| N.Y. App. Div. | Feb 18, 1986

—In an action to recover damages for personal injuries, etc., the plaintiffs appeal from a judgment of the Supreme Court, Queens County (Lonschein, J.), entered July 31, 1984, which denied their motion to set aside a jury verdict finding the plaintiff Donna Fink 50% at fault in the happening of the accident and the defendant 50% at fault, and granted the defendant’s motion to dismiss the complaint for failure to prove a prima facie case.

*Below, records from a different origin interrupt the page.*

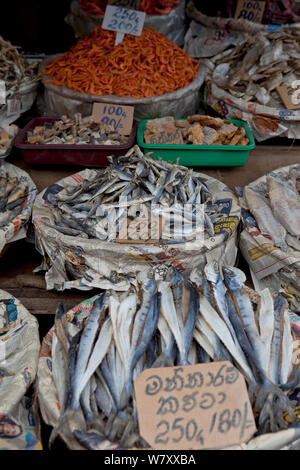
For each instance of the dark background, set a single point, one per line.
(37, 26)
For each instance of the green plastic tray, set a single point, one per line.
(200, 155)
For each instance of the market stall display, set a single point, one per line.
(165, 16)
(270, 239)
(63, 148)
(227, 143)
(246, 64)
(141, 66)
(174, 319)
(17, 194)
(148, 72)
(152, 244)
(198, 130)
(19, 350)
(89, 218)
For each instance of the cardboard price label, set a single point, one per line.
(289, 96)
(13, 105)
(120, 117)
(123, 20)
(164, 138)
(141, 230)
(203, 406)
(132, 4)
(251, 11)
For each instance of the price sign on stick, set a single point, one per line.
(123, 21)
(132, 4)
(2, 92)
(120, 117)
(251, 11)
(203, 406)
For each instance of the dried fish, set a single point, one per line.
(136, 187)
(182, 319)
(252, 69)
(77, 131)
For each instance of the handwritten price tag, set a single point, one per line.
(120, 117)
(132, 4)
(141, 230)
(13, 105)
(251, 11)
(164, 138)
(2, 92)
(289, 96)
(123, 20)
(204, 406)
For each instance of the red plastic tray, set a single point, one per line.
(65, 154)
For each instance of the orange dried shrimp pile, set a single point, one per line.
(141, 66)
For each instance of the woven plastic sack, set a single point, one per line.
(179, 103)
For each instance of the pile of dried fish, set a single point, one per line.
(276, 207)
(15, 69)
(99, 207)
(256, 66)
(271, 217)
(7, 134)
(75, 131)
(13, 194)
(178, 319)
(196, 130)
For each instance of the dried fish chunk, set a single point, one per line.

Judgment affirmed, with costs.

The plaintiff Donna Fink lost her balance and fell as she and a fellow teacher carried a carton through the only aisle of the supply room at the school where they both taught. The plaintiff testified that she lost her balance by kicking a small box, about six inches long and weighing about two ounces. At the time of the incident there were about 10 teachers and a supply room aide in the supply room. The only evidence concerning the length of time the box had been on the floor is that it had not been there when the plaintiff had entered the supply room 15 minutes prior to the incident in which she was injured. After the plaintiffs rested, the defendant moved to dismiss for failure to prove a prima facie case, specifically, the element of notice, actual or constructive. Trial Term reserved *705decision but granted the defendant’s motion after the jury returned a verdict.

The plaintiffs argue that notice is not an element of a prima facie case where the defendant creates the condition which is responsible for the injury. Since the only persons in the supply room when the box appeared in the aisle were the defendant’s employees, the plaintiffs contend that the creating of the condition is to be imputed to the defendant. This rule, however, is limited to situations where the defendant has created the condition by some affirmative act (see, Cook v Rezende, 32 NY2d 596). The plaintiffs failed to show that the defendant created the condition, therefore they had to establish actual or constructive notice as an element of their prima facie case (see, Madrid v City of New York, 42 NY2d 1039). The plaintiffs failed to present probative evidence as to the defendant’s actual or constructive notice of the allegedly dangerous condition; therefore the dismissal of the complaint was proper (see, Torregrossa v Bohack Corp., 81 AD2d 884). Bracken, J. P., Lawrence, Eiber and Hooper, JJ., concur.